The present invention can be applied to a digging device for digging the ground such as an earth drill other than the earth auger. In the above embodiment, the excavating mechanism 4 rotates the driving device, the auger screw 5 and the excavating head 6 rotate the digging member, the digging torque detector 9 rotates the driving load detecting means, the depth detector 11 rotates the digging depth detecting means, and The number detector 10 constitutes the rotational speed detecting means, and the meter 15, the printer 17, and the XY recorder 19 constitute the display means.

[0021]

As described above, according to the present invention,
Since the excavation energy per unit volume at a certain amount of excavation depth is obtained as a value correlated with the hardness index of the ground, the excavation speed which could not be measured by the conventional method, even in the ground where the excavation speed is 0 or close to it, The hardness of the ground can be accurately measured.

[Brief description of the drawings]

FIG. 1 is a block diagram of a first embodiment of a hardness index measuring device according to the present invention.

FIG. 2 is a schematic side view of a machine for foundation work.

FIG. 3 is a diagram for explaining excavation force.

FIG. 4 is a flowchart showing a flow of processing of the hardness index measuring device.

FIG. 5 is a block diagram of a second embodiment of the present invention.
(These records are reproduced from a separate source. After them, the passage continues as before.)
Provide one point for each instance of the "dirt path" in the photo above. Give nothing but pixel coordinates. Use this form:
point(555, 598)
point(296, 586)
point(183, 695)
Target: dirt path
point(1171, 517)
FIG. 6 is a diagram showing measurement results recorded by an XY recorder according to a second embodiment.

[Explanation of symbols]

 REFERENCE SIGNS LIST 1 foundation work machine 2 auger unit 4 excavating mechanism 5 auger screw 6 excavating head 9 excavating torque detector 10 rotation speed detector 11 depth detector 13 microcomputer unit 15 meter 16 recorder 17 printer 19 XY recorder

Continuation of the front page (58) Field surveyed (Int.Cl. ⁷ , DB name) G01N 3/40 E02D 1/02 E21B 47/04 JICST file (JOIS)

Claims (4)

(57) [Claims] 1. A method for measuring the hardness of a ground, which detects an excavation state of a driving device and calculates an index correlated with the hardness of the ground, comprising: detecting an excavation depth; A method for measuring the hardness of a ground, wherein the excavation energy per unit volume during a certain amount of change in the depth is calculated as the index. 2. A ground excavation member driven by a driving device.
For measuring the hardness of the ground used in drilling equipment for drilling holes
And Depth detection means for detecting the excavation depth; Excavation depth changes by a certain amount based on the excavation state of the drive unit
The excavation energy per unit volume during
Ground hardness index calculating means for calculating as an index correlated with
A soil hardness measuring device characterized by having: 3. The apparatus for measuring the hardness of ground according to claim 2.
hand, The ground hardness index calculation means, Drive load detecting means for detecting a drive load T of the drive device
When, Excavation depth detection for detecting excavation depth D by the excavation member
Means, Rotation speed detection means for detecting a rotation speed N of the driving device; The detected drive load T, excavation depth D, rotation speed N, and
Based on the excavated area A of the excavated member,
The excavation energy per unit volume during the quantitative change
As an index H correlated to the hardness of the board, H = {(T × N × Δt)} / A × L Where Δt is the sampling time of T, N, L L is a constant amount of excavation depth calculated from excavation depth D Characterized by comprising calculating means for calculating from the ground
Hardness measuring device. 4. A measuring apparatus according to claim 2 or 3 soil hardness according, soil hardness measuring apparatus characterized by comprising display means for displaying the calculation result of the stiffness index calculating means.